If you have to do large amounts of recordset processing then of course adopting a stored procedure can save network performance. So in place of some VBA code to process 100,000 payroll reocrds, then yes moving such code server side will help. However processing a 100,000 payroll records is NOT common task and is NOT a user interface issue in most cases anyway. In other words, you don’t have a slow loading form or slow response time to load such forms. In other words, such types of processing are NOT done interactive by users waiting for a form to load.
SQL server is indeed a high performance system, and also a system that can scale to many users.
If you write your application in c++, or VB or in your case with ms-access, in GENERAL the performance of all of these tools will BE THE SAME.
In other words...sql server is rather nice, and is a standard system used in the IT industry.
However, sql server will NOT solve your performance issues without efforts on your part. And, it turns out that MOST of those same efforts also make your non sql server Access applications run better.
In fact, we see many posts that mention moving the back end data
to sql server actually slowed things down. (and in fact on a single machine, Access JET (now called ACE) is actually FASTER THEN SQL server (so when single user on same machine – Access is faster than SQL server on the same machine in most cases).
A few things:
Having a table with 75k records is quite small. Let’s assume you have 12 users. With a just a 100% file base system (jet), and no sql server, then the performance of that system should really have screamed.
I have some applications out there with 50, or 60 HIGHLY related tables. With 5 to 10 users on a network, response time is instant. I don't think any form load takes more than one second. Many of those 60+ tables are highly relational and in the 50 to 75k records range.

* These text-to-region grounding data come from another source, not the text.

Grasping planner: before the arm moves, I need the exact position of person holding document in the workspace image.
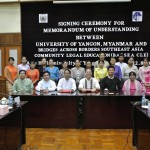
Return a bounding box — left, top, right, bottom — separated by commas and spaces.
57, 69, 76, 93
78, 69, 100, 92
12, 70, 34, 95
35, 71, 56, 94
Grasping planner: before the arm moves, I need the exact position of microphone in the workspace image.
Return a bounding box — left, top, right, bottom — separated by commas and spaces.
0, 92, 16, 107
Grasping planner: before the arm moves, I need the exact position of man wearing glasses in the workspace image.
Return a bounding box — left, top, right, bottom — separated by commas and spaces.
12, 70, 34, 95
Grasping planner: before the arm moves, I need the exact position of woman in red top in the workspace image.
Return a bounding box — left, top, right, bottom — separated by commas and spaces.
26, 61, 40, 87
4, 57, 18, 95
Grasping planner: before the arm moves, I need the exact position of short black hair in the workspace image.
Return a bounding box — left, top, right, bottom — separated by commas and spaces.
64, 68, 71, 74
48, 58, 54, 62
119, 53, 124, 57
75, 58, 80, 62
21, 56, 27, 60
62, 60, 68, 64
30, 60, 36, 64
41, 57, 47, 61
8, 57, 15, 61
86, 60, 92, 64
19, 70, 26, 74
143, 57, 149, 61
129, 71, 136, 77
43, 71, 50, 76
107, 66, 115, 70
98, 60, 104, 64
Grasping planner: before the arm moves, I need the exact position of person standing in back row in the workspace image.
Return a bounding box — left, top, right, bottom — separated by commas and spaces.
45, 58, 59, 83
18, 56, 30, 72
4, 57, 18, 95
71, 59, 85, 87
38, 57, 47, 80
94, 52, 109, 69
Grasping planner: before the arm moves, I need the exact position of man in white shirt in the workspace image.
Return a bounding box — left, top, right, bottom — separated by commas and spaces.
71, 59, 85, 86
116, 54, 127, 73
35, 71, 56, 94
57, 69, 76, 93
94, 52, 109, 69
78, 69, 100, 92
18, 56, 30, 71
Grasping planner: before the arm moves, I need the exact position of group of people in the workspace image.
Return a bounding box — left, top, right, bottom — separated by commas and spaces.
5, 53, 150, 95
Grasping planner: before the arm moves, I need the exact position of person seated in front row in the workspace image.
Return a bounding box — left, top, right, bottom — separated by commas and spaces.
100, 66, 122, 92
57, 69, 76, 93
45, 58, 59, 83
78, 69, 100, 92
122, 71, 143, 95
12, 70, 34, 95
35, 71, 56, 94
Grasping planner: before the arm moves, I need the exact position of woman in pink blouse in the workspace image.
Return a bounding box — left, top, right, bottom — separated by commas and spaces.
122, 71, 143, 95
139, 58, 150, 93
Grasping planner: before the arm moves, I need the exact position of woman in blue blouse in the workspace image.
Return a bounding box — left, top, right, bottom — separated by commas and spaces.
45, 58, 59, 82
110, 57, 122, 79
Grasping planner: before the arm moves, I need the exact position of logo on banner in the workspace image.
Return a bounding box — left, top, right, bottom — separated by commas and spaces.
132, 11, 143, 22
39, 14, 48, 23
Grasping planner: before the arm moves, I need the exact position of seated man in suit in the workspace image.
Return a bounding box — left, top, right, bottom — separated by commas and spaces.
78, 69, 100, 92
12, 70, 34, 95
71, 59, 85, 86
57, 69, 76, 93
35, 71, 56, 94
100, 66, 122, 91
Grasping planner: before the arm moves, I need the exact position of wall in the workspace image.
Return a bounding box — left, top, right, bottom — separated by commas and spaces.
0, 3, 21, 33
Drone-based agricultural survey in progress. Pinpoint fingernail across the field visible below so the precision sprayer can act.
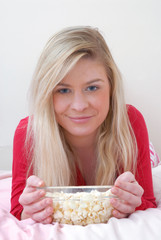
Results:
[38,181,43,187]
[39,190,45,196]
[46,207,53,213]
[111,187,118,194]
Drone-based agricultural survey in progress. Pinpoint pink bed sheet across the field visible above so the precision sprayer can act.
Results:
[0,173,161,240]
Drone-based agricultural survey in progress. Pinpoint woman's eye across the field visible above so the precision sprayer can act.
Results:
[58,88,70,94]
[87,86,98,92]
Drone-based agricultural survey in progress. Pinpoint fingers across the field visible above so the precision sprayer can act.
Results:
[32,204,53,223]
[19,189,45,206]
[19,176,53,224]
[25,198,53,215]
[111,185,142,208]
[25,175,45,191]
[110,172,144,218]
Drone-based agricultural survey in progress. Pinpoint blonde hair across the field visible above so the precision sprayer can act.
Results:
[26,27,137,186]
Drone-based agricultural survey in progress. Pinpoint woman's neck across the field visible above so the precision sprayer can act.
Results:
[65,134,97,185]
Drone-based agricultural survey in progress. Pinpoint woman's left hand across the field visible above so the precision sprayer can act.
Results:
[111,172,144,218]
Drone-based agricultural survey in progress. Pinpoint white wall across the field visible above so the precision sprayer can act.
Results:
[0,0,161,167]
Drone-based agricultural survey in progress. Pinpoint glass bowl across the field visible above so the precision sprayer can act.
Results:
[41,186,116,226]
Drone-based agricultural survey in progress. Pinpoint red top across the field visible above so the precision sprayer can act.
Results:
[11,105,156,219]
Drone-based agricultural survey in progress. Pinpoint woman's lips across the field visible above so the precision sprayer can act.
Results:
[69,116,92,123]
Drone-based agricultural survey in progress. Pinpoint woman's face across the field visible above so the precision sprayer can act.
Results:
[53,58,110,140]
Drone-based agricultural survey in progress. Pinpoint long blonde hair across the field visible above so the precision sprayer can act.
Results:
[26,26,137,186]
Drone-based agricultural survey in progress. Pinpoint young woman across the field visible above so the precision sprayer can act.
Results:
[11,27,156,223]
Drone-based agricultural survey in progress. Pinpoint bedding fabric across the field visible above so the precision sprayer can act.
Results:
[0,170,161,240]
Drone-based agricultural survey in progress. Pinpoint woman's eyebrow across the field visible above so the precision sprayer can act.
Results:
[57,78,104,87]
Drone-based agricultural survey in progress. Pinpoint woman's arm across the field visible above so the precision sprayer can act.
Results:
[111,106,156,218]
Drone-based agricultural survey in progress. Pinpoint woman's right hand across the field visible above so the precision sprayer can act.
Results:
[19,175,53,224]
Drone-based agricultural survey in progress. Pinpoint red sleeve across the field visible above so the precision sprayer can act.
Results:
[10,118,31,220]
[128,105,156,210]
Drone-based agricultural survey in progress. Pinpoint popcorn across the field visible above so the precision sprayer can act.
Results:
[46,190,114,226]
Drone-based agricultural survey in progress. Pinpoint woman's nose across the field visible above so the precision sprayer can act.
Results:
[71,93,88,112]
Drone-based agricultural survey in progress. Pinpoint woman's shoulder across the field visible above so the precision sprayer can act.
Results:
[127,105,147,137]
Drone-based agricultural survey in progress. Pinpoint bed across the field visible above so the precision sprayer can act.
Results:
[0,148,161,240]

So, with my 5 users I see no reason why I can’t scale to 15 users with such small tables in the 75,000 record range. And this is without SQL server.
If the application did not perform with such small tables of only 75k records then upsizing to sql server will do absolute nothing to fix performance issues. In fact, in the sql server newsgroups you see weekly posts by people who find that upgrading to sql actually slowed things down.
I even seem some very cool numbers showing that some queries where actually MORE EFFICIENT in terms of network use by JET then sql server.
My point here is that technology will NOT solve performance problems. However, good designs that make careful use of limited bandwidth resources is the key here. So, if the application was not written with good performance in mind then you kind are stuck with a poor design!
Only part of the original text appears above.